Some people use the distinction of “writer” as anyone who writes and “author” as someone who is published and makes money from writing. I don’t think that gets us much further really. There’s no such distinction between the two semantically.
It could be that there’s a different answer to the question depending on the context. If I was at a conference for readers and writer and someone asked me “are you a writer?” then of course I’ll say yes. But outside of that context and if they seem to be asking about work I’ll say that I’m a writer, but also mention my day job.
But why is it so controversial? Why do writers feel strongly about it? Why do none-writers feel strongly about it. Do some writers think other writers don’t deserve to use the title because they aren’t yet published? Do other people feel they’re being lied to if someone says they’re a writer, but actually they fit that in around their shifts at the fire station? Or they don’t write for publication?
Is it a title that needs protection? Some titles do need protection, because they imply a certain level of qualification, of being certified to carry out that work. Doctors, lawyers, architects, that kind of thing – lest the public is deceived into using the services of an unqualified person and perhaps being put in danger. So for some of those jobs it’s actually illegal to use that title without the appropriate licencing or certification.
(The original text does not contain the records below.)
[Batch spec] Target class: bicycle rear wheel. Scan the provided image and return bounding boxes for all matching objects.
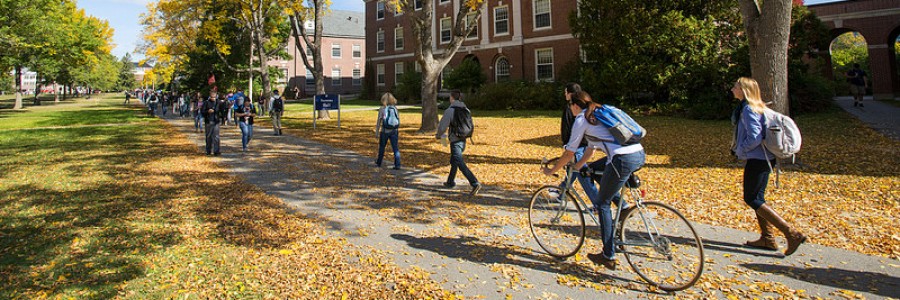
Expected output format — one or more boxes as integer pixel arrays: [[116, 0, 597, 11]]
[[619, 201, 704, 291], [528, 185, 585, 258]]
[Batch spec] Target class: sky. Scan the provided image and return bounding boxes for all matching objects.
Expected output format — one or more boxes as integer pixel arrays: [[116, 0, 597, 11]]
[[78, 0, 843, 61]]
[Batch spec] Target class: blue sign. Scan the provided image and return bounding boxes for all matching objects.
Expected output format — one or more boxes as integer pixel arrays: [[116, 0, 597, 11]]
[[314, 94, 341, 110]]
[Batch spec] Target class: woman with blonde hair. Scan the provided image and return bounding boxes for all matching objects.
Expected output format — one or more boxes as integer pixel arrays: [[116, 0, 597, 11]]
[[375, 93, 400, 170], [731, 77, 806, 255]]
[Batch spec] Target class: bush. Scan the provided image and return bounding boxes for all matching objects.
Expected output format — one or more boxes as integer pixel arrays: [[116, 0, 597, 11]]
[[465, 81, 565, 110]]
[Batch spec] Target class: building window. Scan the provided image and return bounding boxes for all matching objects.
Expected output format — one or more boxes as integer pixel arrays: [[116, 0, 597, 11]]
[[394, 27, 403, 50], [331, 68, 341, 86], [534, 48, 553, 81], [353, 67, 362, 85], [494, 57, 509, 82], [375, 30, 384, 53], [466, 13, 478, 39], [331, 44, 341, 58], [494, 6, 509, 35], [441, 18, 453, 44], [532, 0, 550, 29], [306, 69, 316, 85], [375, 1, 384, 20], [394, 62, 403, 85], [375, 64, 384, 86]]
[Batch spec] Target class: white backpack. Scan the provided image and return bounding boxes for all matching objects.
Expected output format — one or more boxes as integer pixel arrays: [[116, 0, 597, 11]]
[[763, 108, 803, 159]]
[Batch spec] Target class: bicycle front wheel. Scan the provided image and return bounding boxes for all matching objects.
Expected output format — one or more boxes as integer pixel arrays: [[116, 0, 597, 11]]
[[528, 185, 585, 258], [619, 201, 704, 291]]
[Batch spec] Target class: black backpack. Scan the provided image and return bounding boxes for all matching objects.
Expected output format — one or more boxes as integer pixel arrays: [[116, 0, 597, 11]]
[[450, 107, 475, 139]]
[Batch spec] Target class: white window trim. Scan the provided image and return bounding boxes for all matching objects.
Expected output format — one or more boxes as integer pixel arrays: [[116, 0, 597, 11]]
[[494, 5, 509, 36], [534, 48, 556, 82], [375, 64, 385, 86], [394, 27, 406, 50], [331, 44, 344, 58], [531, 0, 553, 31], [438, 17, 453, 44]]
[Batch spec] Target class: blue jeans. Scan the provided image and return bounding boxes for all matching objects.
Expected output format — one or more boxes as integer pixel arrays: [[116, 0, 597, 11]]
[[559, 147, 597, 203], [375, 129, 400, 168], [744, 159, 775, 210], [447, 140, 479, 187], [238, 122, 253, 151], [591, 150, 647, 259]]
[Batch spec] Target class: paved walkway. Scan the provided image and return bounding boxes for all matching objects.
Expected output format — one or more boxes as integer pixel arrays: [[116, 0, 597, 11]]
[[834, 96, 900, 141], [158, 114, 900, 299]]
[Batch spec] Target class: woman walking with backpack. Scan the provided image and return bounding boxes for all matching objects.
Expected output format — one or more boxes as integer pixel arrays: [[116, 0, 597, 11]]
[[375, 93, 400, 170], [731, 77, 806, 255]]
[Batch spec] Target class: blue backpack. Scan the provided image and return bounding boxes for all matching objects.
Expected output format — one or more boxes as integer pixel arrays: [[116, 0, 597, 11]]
[[381, 106, 400, 129], [594, 104, 647, 146]]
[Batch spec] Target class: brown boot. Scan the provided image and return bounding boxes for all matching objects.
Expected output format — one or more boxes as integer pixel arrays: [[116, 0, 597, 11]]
[[744, 214, 778, 251], [756, 204, 806, 256]]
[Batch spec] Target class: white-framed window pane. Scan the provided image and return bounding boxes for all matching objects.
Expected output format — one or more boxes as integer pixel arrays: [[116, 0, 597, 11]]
[[331, 68, 341, 86], [306, 69, 316, 85], [441, 18, 453, 43], [375, 64, 384, 86], [494, 57, 509, 82], [394, 62, 403, 85], [466, 13, 478, 39], [494, 6, 509, 35], [331, 44, 341, 58], [535, 49, 553, 81], [394, 27, 403, 50], [533, 0, 550, 28], [353, 68, 362, 85], [375, 31, 384, 52], [375, 1, 384, 20]]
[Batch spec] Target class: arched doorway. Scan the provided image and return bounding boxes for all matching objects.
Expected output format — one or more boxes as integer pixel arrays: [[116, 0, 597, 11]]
[[829, 31, 872, 96]]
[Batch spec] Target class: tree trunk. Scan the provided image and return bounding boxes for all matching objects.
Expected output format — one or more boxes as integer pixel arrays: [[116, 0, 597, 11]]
[[419, 68, 441, 134], [741, 0, 791, 114], [13, 66, 22, 109]]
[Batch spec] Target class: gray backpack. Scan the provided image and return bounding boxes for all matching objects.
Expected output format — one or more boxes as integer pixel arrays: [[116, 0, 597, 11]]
[[763, 108, 803, 159]]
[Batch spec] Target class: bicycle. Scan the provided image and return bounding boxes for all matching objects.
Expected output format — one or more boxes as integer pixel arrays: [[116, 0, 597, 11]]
[[528, 158, 704, 292]]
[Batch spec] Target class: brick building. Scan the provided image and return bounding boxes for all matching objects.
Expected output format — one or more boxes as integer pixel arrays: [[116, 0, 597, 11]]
[[269, 10, 366, 98], [364, 0, 580, 91]]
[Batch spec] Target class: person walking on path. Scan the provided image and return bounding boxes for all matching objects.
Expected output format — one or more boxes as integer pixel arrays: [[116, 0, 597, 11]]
[[435, 91, 481, 196], [847, 64, 869, 107], [201, 92, 227, 156], [731, 77, 806, 255], [375, 93, 400, 170], [269, 90, 284, 135], [544, 91, 646, 270], [234, 96, 256, 152]]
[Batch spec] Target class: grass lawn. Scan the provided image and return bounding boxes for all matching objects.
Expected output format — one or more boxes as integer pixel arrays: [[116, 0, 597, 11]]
[[0, 96, 448, 299], [276, 102, 900, 259]]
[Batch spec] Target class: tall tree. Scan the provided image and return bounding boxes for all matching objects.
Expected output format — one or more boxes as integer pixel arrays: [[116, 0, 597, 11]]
[[289, 0, 331, 119], [740, 0, 792, 114], [388, 0, 486, 133]]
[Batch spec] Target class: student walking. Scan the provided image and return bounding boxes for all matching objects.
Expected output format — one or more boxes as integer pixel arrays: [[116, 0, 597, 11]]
[[435, 91, 481, 196], [375, 93, 400, 170], [731, 77, 806, 255], [269, 90, 284, 135], [234, 96, 256, 152]]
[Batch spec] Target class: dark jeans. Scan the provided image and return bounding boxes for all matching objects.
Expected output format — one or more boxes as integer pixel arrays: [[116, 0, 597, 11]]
[[204, 123, 219, 154], [447, 140, 478, 187], [375, 129, 400, 168], [744, 159, 775, 210], [591, 150, 647, 259]]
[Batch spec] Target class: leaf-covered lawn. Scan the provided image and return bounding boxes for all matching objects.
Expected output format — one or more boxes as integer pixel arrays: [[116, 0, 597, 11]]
[[0, 98, 453, 299], [284, 105, 900, 259]]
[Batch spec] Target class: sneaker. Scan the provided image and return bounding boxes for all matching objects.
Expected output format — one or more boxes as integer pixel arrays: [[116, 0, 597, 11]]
[[470, 183, 481, 196], [588, 253, 618, 270]]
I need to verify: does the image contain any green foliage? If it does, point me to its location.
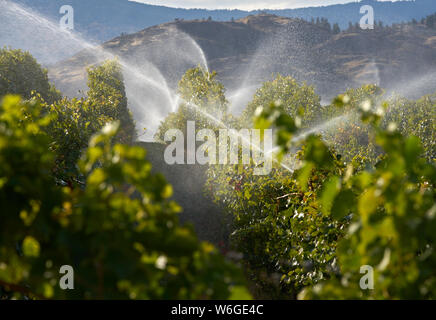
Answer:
[0,48,61,103]
[207,99,346,298]
[88,60,136,144]
[0,96,246,299]
[241,74,321,128]
[258,95,436,299]
[155,66,228,141]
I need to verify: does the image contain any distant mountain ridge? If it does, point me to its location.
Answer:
[9,0,436,42]
[49,14,436,111]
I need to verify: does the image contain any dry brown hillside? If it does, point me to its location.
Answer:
[50,14,436,108]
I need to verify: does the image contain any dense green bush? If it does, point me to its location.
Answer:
[0,96,246,299]
[0,48,62,103]
[255,95,436,299]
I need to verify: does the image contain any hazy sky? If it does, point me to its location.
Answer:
[130,0,398,10]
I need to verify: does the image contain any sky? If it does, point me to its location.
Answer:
[130,0,395,10]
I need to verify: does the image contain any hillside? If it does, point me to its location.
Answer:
[50,14,436,111]
[8,0,436,41]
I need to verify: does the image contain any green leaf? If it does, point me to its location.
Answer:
[23,236,40,258]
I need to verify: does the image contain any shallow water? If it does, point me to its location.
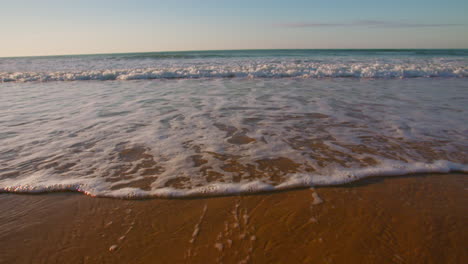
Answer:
[0,78,468,197]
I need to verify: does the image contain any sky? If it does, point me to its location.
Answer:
[0,0,468,57]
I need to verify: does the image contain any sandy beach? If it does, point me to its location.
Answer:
[0,174,468,263]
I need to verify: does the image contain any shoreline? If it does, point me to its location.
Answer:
[0,173,468,263]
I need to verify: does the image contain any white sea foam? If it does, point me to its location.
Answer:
[0,161,468,197]
[0,62,468,82]
[0,78,468,198]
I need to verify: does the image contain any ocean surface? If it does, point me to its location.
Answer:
[0,50,468,198]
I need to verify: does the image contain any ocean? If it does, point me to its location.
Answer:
[0,50,468,198]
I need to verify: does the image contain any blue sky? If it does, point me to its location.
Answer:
[0,0,468,56]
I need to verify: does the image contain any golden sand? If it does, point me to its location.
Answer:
[0,174,468,263]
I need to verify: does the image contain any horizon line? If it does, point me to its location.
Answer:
[0,48,468,59]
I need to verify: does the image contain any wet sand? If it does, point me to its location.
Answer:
[0,174,468,263]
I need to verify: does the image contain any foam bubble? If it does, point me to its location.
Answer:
[0,79,468,198]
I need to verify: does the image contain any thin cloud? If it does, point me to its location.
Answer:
[277,20,463,28]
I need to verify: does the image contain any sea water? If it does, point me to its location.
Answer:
[0,50,468,198]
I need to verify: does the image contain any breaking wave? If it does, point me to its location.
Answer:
[0,61,468,83]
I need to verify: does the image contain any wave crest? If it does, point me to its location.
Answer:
[0,62,468,82]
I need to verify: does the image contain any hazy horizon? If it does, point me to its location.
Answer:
[0,0,468,57]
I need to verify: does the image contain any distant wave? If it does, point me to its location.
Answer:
[0,61,468,83]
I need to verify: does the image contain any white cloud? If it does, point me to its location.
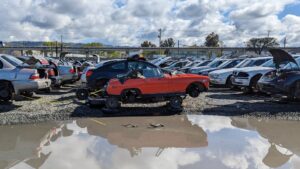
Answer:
[0,0,299,46]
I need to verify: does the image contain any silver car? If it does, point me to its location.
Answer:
[0,54,51,101]
[49,58,78,84]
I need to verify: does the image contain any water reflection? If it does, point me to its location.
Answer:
[0,115,300,169]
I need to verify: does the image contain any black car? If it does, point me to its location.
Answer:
[198,58,244,76]
[258,49,300,100]
[86,59,155,90]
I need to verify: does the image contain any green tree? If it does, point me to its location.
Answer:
[25,50,33,56]
[160,38,175,47]
[43,41,60,47]
[246,37,279,55]
[204,32,220,47]
[83,42,103,47]
[141,40,156,48]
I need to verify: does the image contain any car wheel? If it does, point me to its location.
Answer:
[250,75,261,93]
[0,82,13,101]
[96,79,109,90]
[169,96,182,109]
[187,84,203,98]
[76,89,89,100]
[21,91,34,97]
[288,81,300,100]
[105,97,121,109]
[225,76,234,89]
[44,87,52,93]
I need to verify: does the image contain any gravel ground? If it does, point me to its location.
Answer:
[0,85,300,125]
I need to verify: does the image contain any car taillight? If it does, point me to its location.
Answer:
[70,69,75,74]
[48,69,55,76]
[29,73,40,80]
[86,70,93,77]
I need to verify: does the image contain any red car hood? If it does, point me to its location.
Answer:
[168,74,208,79]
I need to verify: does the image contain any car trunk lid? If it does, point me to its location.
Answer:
[269,49,299,69]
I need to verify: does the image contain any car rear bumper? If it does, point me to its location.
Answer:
[258,82,288,95]
[231,76,250,87]
[13,79,51,94]
[50,76,62,86]
[210,78,226,85]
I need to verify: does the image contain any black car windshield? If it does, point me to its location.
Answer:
[217,60,232,68]
[207,60,224,68]
[2,55,24,66]
[195,60,211,67]
[261,59,275,68]
[234,59,251,68]
[283,57,300,70]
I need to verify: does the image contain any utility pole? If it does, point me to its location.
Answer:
[157,28,162,54]
[55,41,58,57]
[283,37,287,48]
[157,28,162,47]
[60,35,63,54]
[177,40,180,56]
[268,30,271,38]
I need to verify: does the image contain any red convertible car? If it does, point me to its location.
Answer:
[105,62,209,109]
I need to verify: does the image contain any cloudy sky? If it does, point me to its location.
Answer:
[0,0,300,46]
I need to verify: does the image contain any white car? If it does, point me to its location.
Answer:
[231,55,299,93]
[208,57,271,87]
[151,57,172,66]
[188,59,228,74]
[231,59,282,93]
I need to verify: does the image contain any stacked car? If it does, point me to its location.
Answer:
[258,50,300,100]
[0,54,51,101]
[209,57,271,88]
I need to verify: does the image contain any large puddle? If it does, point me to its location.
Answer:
[0,115,300,169]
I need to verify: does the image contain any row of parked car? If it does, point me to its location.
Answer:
[151,49,300,99]
[0,54,90,101]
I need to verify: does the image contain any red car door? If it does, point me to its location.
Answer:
[142,77,170,95]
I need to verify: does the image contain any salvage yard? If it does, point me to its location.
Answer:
[0,85,300,125]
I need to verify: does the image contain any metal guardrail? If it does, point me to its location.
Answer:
[0,46,300,51]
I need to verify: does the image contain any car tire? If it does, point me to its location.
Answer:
[105,97,121,109]
[76,89,90,100]
[0,82,13,102]
[250,75,261,93]
[44,87,52,93]
[21,91,34,97]
[187,84,204,98]
[169,96,183,110]
[95,79,109,90]
[288,81,300,100]
[225,76,234,89]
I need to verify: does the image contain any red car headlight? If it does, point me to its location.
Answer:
[277,76,286,83]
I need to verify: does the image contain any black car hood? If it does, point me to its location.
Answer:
[269,49,298,69]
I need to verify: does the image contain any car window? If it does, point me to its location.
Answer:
[111,62,126,70]
[258,59,275,68]
[253,59,273,66]
[235,59,251,68]
[2,55,23,66]
[225,60,242,68]
[128,62,163,78]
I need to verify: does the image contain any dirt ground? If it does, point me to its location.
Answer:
[0,85,300,125]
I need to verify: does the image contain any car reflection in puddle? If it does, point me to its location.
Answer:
[0,115,300,169]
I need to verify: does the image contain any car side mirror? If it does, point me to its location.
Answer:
[119,76,127,84]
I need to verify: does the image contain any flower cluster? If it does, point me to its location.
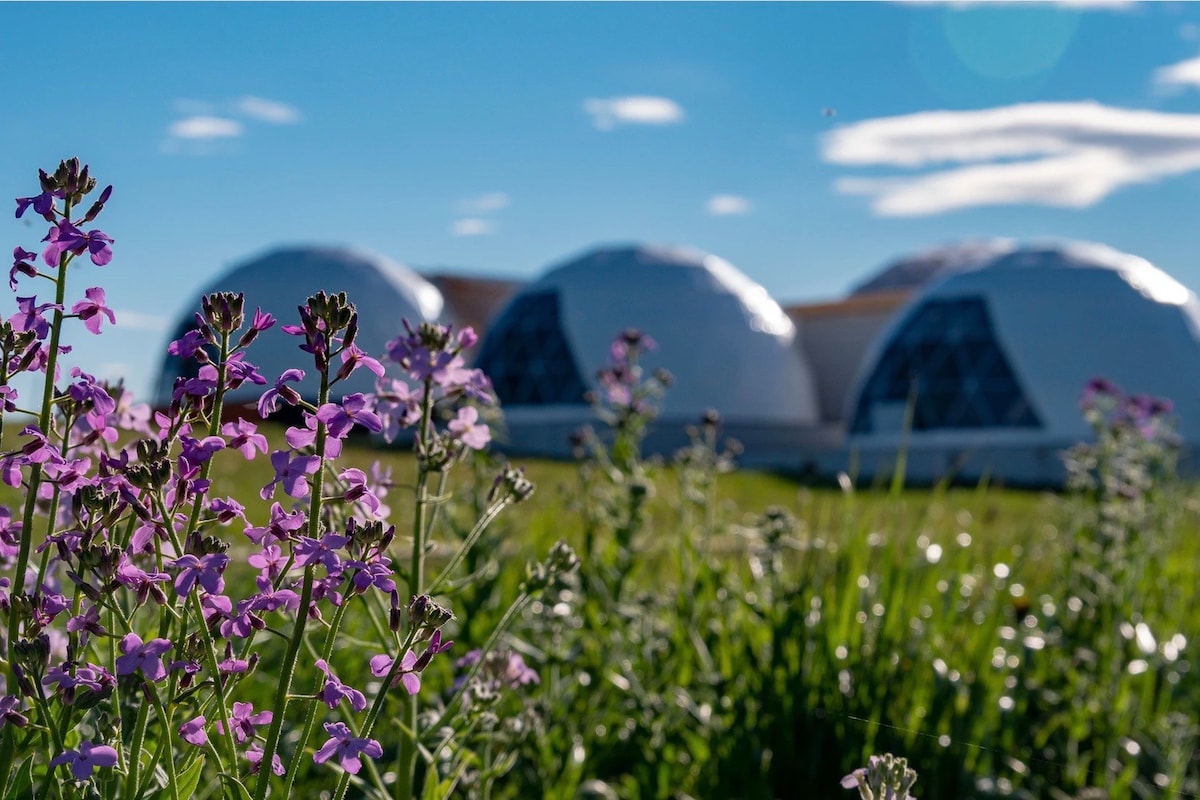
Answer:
[0,160,549,800]
[841,753,917,800]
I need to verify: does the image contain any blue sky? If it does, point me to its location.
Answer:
[0,1,1200,393]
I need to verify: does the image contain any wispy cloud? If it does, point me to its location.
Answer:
[892,0,1138,11]
[583,95,684,131]
[170,114,244,139]
[822,102,1200,216]
[450,217,497,236]
[234,95,300,125]
[1154,58,1200,89]
[704,194,750,217]
[458,192,512,215]
[162,95,301,155]
[113,308,170,332]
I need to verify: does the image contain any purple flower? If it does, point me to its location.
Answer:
[209,498,246,525]
[337,344,384,380]
[179,437,224,467]
[370,650,421,694]
[71,287,116,335]
[17,191,62,222]
[293,534,350,575]
[42,661,116,705]
[42,219,113,266]
[337,467,380,517]
[67,606,108,646]
[246,745,287,775]
[174,553,229,597]
[8,247,37,291]
[246,545,288,578]
[116,633,170,681]
[8,295,62,339]
[312,722,383,775]
[344,557,396,595]
[251,575,300,612]
[167,327,209,359]
[449,405,492,450]
[317,392,383,439]
[376,380,424,441]
[221,420,268,461]
[217,703,275,744]
[258,369,304,420]
[113,556,170,606]
[221,600,266,639]
[0,694,29,728]
[317,658,367,711]
[283,407,342,458]
[50,741,116,781]
[226,353,266,389]
[179,715,209,747]
[259,450,320,500]
[242,503,306,545]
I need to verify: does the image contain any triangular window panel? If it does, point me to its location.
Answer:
[850,297,1042,433]
[475,291,587,405]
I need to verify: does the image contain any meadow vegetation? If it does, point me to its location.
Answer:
[0,162,1200,800]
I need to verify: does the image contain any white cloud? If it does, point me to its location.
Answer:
[458,192,512,213]
[1154,58,1200,89]
[113,308,170,331]
[450,217,497,236]
[583,95,684,131]
[234,95,300,125]
[706,194,750,217]
[170,115,242,139]
[822,102,1200,216]
[892,0,1138,11]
Writing doesn’t need that level of protection from pretenders. But it is a title that has to be earned. If someone says they are a writer, but they have yet to do any writing, then we know they’re all mouth – at least for now. I think a person who regularly writes fanfic, or does some other kind of hobby writing, is more entitled to call themselves a writer than someone who claims they are totally a writer, they have this great novel – planned. They’ve been planning it for years. It’s going to be great. When they get around to writing it. I was that kind of writer for years. It doesn’t mean they’re a bad person – the world is full of people with a great novel idea they haven’t got around to writing yet – but they are not yet a writer.
For me the best way to reconcile it all is to remember that calling yourself a writer doesn’t have to mean that a writer is the only thing you are, or it’s what you do for a living. We all have many things we are in life. Writer, parent, carer, golfer, sales executive. For some people their day job might be the least important of those roles to them. It may be no more than a means to an end, the way they finance the things that matter more to them.
What do you think? Who gets to say “I’m a writer”, and who doesn’t? Does it bother you if someone says “I’m a writer” and you think they’re just using the title for whatever (dubious) prestige it brings?